On March 21, Judge Nicholas Byron of Madison County, Ill., found Philip Morris, now a subsidiary of the virtuous-sounding Altria, liable in a class-action lawsuit. The plaintiffs, more than a million smokers, convinced the judge that despite federally mandated warnings, they had been fraudulently misled by Philip Morris into believing that light and low-tar cigarettes were less harmful. The
judge awarded them $7.1 billion in damages, their lawyers $1.78 billion and Illinois $3 billion. He then set the appeal bond required at the total liability, plus interest.

Whatever the merits of the underlying decision, it is absurd to require someone — even a cigarette manufacturer — to put up $12 billion to file an appeal. That is the kind of ruling that erodes the credibility of our legal system.

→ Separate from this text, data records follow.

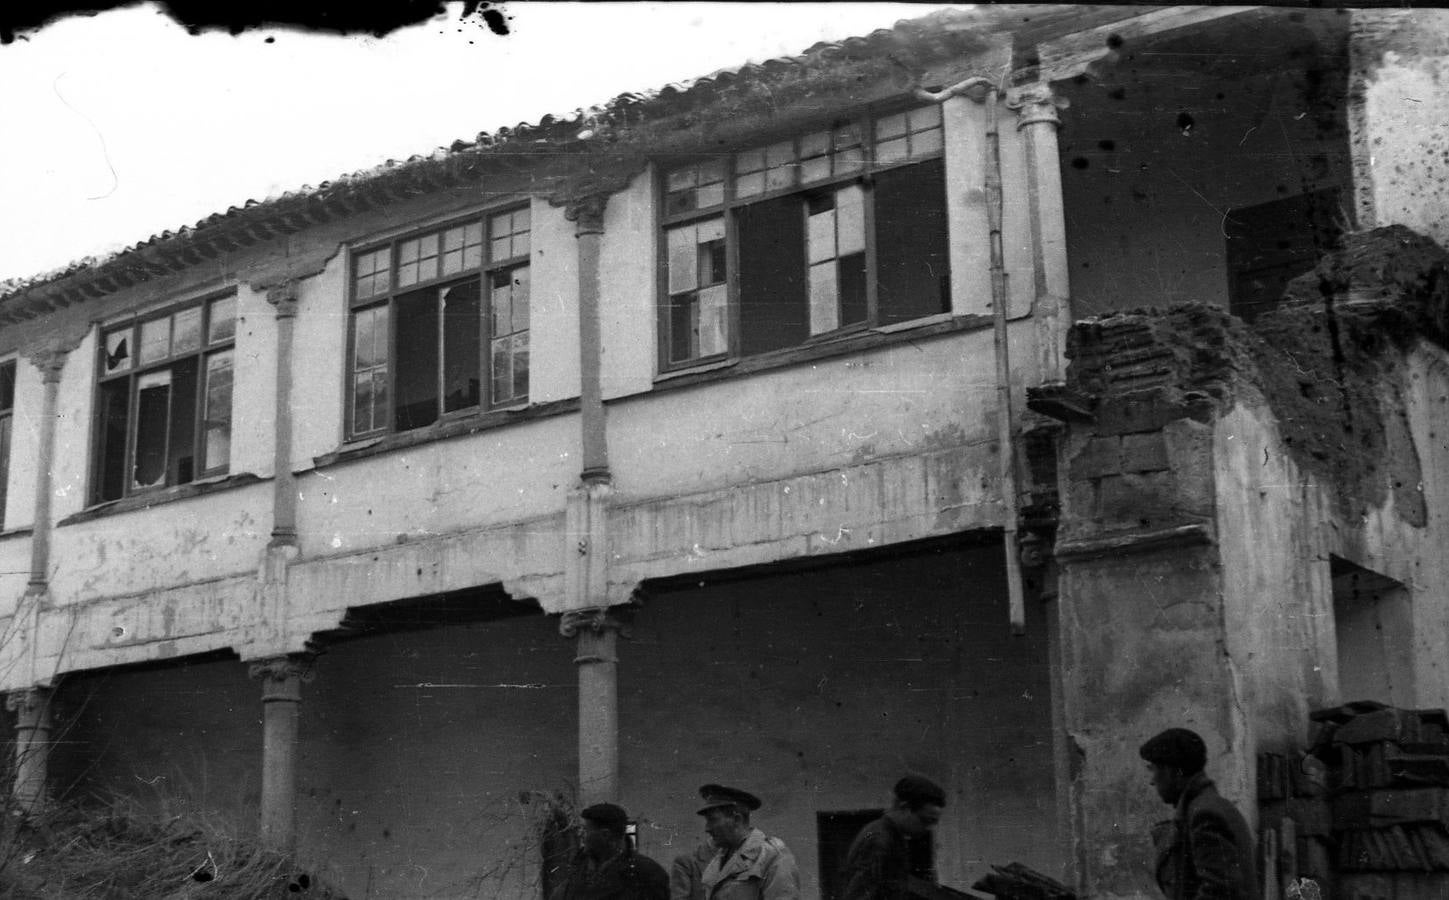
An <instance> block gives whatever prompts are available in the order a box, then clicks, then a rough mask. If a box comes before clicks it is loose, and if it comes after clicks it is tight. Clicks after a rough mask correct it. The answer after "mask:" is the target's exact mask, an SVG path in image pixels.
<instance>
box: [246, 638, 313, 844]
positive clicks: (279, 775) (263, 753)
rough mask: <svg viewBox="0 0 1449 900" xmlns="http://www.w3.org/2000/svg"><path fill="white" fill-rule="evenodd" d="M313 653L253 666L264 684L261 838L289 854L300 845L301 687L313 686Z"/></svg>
mask: <svg viewBox="0 0 1449 900" xmlns="http://www.w3.org/2000/svg"><path fill="white" fill-rule="evenodd" d="M312 659H313V658H312V655H310V654H290V655H285V657H272V658H271V659H259V661H256V662H252V664H251V675H252V678H261V681H262V809H261V839H262V845H264V846H267V848H268V849H274V851H280V852H290V851H291V849H293V846H294V845H296V841H297V714H298V706H300V703H301V683H303V681H312V678H313V668H312Z"/></svg>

Even if Philip Morris fails to overturn the judge's ruling on appeal, it stands a good chance of getting those damages reduced. Yet in making an appeal so prohibitively costly — the company claims that it would have to file for bankruptcy to post it — Judge Byron renders the right to an appeal nearly meaningless, thus violating the defendant's due process rights. The plaintiffs may hope that the situation forces Philip Morris to settle now, but such pressure would be akin to extortion.

Things get even stranger, as they usually do when tobacco is involved. It turns out that this unpopular defendant does have some powerful allies, if not exactly friends: most of the states that have successfully sued the industry and obtained a $246 billion settlement. Many state governments, strapped for cash, have borrowed against those expected payments. Judge Byron has managed to underscore the degree to which states have become hooked on tobacco, and their paradoxical interest in seeing cigarette makers like Philip Morris continue to prosper. Its bankruptcy would imperil the ability of states to continue plugging their budget gaps with settlement revenues. California has already had to put off a mid-April $2.3 billion bond offering backed by its share of the tobacco settlement.

Many states will now be filing legal briefs and lobbying Illinois officials on Philip Morris's behalf. Still, the terms of the appeal bond should not be struck down to ameliorate states' fiscal crises, but rather to uphold principles of due process.